Our Mishkan community, which strives to be radically inclusive, bears a particular responsibility to live up to our values.
There are aspects of radical inclusion where we have put in a lot of work, and have made big strides (and of course, there is always room to improve). But it is clear that we still have a long way to go until the racial makeup of our community reflects the Jewish world at large, not just with who’s showing up to services and programs, but who’s in positions of lay leadership, board, and staff.
And it’s not just about numbers and representation, but about creating a radical culture shift, where no one has to fear being on the receiving end of racism and microaggressions in our Jewish community – like the person in our community who was made to feel other by something that we said during high holidays one year that made the assumption that all Jews are white. Afterwards, this person said, “I expected to hear these kinds of statements in other Jewish spaces, but I didn’t expect to hear them at Mishkan.”
This is the beginning of a year-long conversation that we are launching as a community a conversation that is still in formation. Here are a few of the first steps:
- We’re partnering with an organization called Bechol Lashon who is helping us to look internally. On February 23rd, we are having a community convening for white Jews and Jews of color to work on specific, actionable things we can do to be more welcoming to people of color and increase awareness in our community that not all Jews are white and ashkenazi.
- Later on in the spring, we’ll be hopefully participating as a community in a racial justice training with JCUA, looking at how our inner work can better equip us for working for racial justice externally;
- And, we’ll be going to Beth Shalom Benai Zaken, the predominantly African American Jewish congregation on the southside, on a Shabbat morning to begin to build relationships with our broader Jewish community across the city;
- What’s missing?

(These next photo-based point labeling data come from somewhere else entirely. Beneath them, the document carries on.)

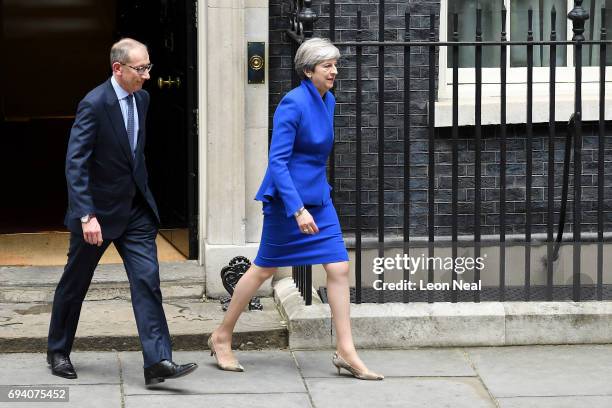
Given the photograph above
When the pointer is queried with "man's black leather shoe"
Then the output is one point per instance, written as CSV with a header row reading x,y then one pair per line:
x,y
166,369
61,365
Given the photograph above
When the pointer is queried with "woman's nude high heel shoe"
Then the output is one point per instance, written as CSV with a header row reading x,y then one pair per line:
x,y
339,362
227,367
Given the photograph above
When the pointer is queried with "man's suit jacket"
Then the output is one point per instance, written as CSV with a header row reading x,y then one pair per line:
x,y
102,175
302,138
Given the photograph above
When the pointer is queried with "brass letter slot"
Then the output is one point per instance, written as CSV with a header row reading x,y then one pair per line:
x,y
257,62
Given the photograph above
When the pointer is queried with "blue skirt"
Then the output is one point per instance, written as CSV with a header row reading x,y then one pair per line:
x,y
283,244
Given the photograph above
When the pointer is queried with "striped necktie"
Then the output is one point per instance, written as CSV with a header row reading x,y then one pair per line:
x,y
130,129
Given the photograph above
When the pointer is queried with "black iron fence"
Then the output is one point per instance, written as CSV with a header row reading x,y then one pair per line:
x,y
302,19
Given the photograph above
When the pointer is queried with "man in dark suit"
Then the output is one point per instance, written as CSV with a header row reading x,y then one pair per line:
x,y
109,201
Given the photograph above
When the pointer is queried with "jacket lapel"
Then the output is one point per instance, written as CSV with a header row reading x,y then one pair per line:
x,y
116,118
141,122
318,102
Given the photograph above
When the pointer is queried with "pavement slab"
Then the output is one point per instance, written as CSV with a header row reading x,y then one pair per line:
x,y
109,324
393,363
556,402
503,377
542,371
284,400
399,393
265,372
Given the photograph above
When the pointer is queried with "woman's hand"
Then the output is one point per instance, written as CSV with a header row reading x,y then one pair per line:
x,y
306,223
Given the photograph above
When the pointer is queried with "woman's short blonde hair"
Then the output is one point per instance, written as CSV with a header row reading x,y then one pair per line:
x,y
313,52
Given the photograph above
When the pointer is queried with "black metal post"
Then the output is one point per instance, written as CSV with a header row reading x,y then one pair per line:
x,y
358,167
477,147
529,159
578,16
601,154
455,156
551,157
431,168
405,296
502,163
381,138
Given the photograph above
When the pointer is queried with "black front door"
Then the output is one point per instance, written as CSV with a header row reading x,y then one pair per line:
x,y
168,28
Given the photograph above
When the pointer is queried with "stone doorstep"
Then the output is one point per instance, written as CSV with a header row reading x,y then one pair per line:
x,y
398,325
110,325
179,280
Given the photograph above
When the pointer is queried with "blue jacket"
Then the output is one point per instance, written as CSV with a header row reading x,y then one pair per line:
x,y
101,174
302,138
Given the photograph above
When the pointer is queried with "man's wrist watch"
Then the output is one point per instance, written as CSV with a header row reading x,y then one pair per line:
x,y
85,219
298,212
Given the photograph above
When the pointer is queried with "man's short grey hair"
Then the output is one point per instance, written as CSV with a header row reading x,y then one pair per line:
x,y
313,52
120,51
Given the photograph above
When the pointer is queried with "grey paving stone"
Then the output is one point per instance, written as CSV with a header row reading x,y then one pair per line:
x,y
285,400
556,402
455,392
265,372
392,363
26,369
545,370
90,396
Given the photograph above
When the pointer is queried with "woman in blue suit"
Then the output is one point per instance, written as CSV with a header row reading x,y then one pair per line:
x,y
300,226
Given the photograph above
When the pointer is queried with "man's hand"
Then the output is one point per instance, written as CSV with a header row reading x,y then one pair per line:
x,y
92,232
306,223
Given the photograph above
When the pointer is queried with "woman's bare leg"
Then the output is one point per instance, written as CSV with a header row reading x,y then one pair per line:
x,y
245,289
339,301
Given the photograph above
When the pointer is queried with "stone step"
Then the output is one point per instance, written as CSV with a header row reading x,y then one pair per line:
x,y
179,280
107,325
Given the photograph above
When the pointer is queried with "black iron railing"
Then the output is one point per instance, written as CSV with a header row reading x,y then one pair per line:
x,y
302,13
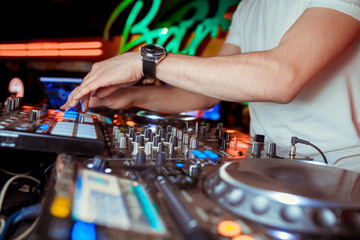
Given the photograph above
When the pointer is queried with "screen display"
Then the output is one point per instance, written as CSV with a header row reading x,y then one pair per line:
x,y
57,89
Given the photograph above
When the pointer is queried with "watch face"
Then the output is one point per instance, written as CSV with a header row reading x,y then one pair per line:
x,y
154,49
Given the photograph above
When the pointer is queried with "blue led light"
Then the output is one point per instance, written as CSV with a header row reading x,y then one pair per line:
x,y
83,231
179,164
44,126
211,154
199,154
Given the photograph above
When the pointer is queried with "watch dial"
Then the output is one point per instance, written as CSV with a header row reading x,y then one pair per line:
x,y
154,49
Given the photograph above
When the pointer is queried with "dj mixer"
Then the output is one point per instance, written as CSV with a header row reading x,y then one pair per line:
x,y
147,175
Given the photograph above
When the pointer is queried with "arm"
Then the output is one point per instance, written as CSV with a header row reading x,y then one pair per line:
x,y
276,75
157,98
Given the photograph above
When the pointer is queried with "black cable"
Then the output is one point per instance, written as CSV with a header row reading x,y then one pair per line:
x,y
295,140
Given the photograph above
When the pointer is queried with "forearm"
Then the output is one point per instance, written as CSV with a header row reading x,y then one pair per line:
x,y
172,100
238,78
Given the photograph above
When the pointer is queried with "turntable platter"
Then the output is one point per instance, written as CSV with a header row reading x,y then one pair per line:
x,y
289,195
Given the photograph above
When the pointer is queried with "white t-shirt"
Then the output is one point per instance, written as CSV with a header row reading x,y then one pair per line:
x,y
327,111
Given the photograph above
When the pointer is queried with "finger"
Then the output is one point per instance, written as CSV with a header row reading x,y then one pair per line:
x,y
85,89
84,102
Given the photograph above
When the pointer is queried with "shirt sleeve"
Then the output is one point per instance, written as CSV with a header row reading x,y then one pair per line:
x,y
350,7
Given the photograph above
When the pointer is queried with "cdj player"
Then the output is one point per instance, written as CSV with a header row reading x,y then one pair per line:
x,y
152,176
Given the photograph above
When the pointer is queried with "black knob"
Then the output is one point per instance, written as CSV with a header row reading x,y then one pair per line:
x,y
173,140
147,133
256,150
161,133
156,141
272,150
160,158
32,116
259,138
132,133
140,158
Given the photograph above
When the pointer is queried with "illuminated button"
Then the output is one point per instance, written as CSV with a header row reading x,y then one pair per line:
x,y
325,218
260,205
243,237
179,165
211,154
199,154
60,207
235,196
83,231
292,213
229,228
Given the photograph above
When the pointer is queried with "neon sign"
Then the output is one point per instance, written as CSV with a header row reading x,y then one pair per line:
x,y
174,30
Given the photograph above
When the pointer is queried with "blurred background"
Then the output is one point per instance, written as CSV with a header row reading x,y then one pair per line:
x,y
48,44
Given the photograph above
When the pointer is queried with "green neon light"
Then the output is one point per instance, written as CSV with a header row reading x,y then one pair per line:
x,y
172,30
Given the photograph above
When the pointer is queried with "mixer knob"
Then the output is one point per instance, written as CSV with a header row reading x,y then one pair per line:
x,y
167,137
202,130
171,149
32,116
173,140
173,131
160,147
259,138
131,133
147,133
256,150
186,139
260,205
156,141
148,148
161,133
227,136
123,142
194,143
115,128
271,151
151,136
136,148
186,126
179,135
160,158
157,129
140,158
140,139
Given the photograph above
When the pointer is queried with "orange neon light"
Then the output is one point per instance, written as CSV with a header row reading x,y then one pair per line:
x,y
46,49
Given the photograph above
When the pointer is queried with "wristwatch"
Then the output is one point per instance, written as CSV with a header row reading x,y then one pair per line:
x,y
151,55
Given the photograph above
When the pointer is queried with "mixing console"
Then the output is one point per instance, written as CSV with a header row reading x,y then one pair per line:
x,y
148,176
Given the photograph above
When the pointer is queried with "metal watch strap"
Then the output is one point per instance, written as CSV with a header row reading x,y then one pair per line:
x,y
149,69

Deeper learning, reflection, introspection. Many of you have been doing this kind of learning through books, podcasts, and on your own – if there’s interest in forming affinity groups, let’s discuss. The introspective work is really the foundation of all change, and needs to be core to everything we do.
In Jacob’s dream, God speaks to him and says, “Your descendants shall be as the dust of the earth. You shall spread abroad to the west, and to the east, and to the north, and to the south; and in you and in your descendants shall all the families of the earth be blessed.” This is a vision of a truly multicultural society, where Jews are spread out among all of the peoples of the world, and are creating a society of mutuality and shared blessing.
May we be blessed to be a part of turning this dream into a reality – Shabbat shalom.
Thank you Rabbi Henderson. I have long wanted to meet you. I’m sure we know people in common in NYC. I would love to tell you my story.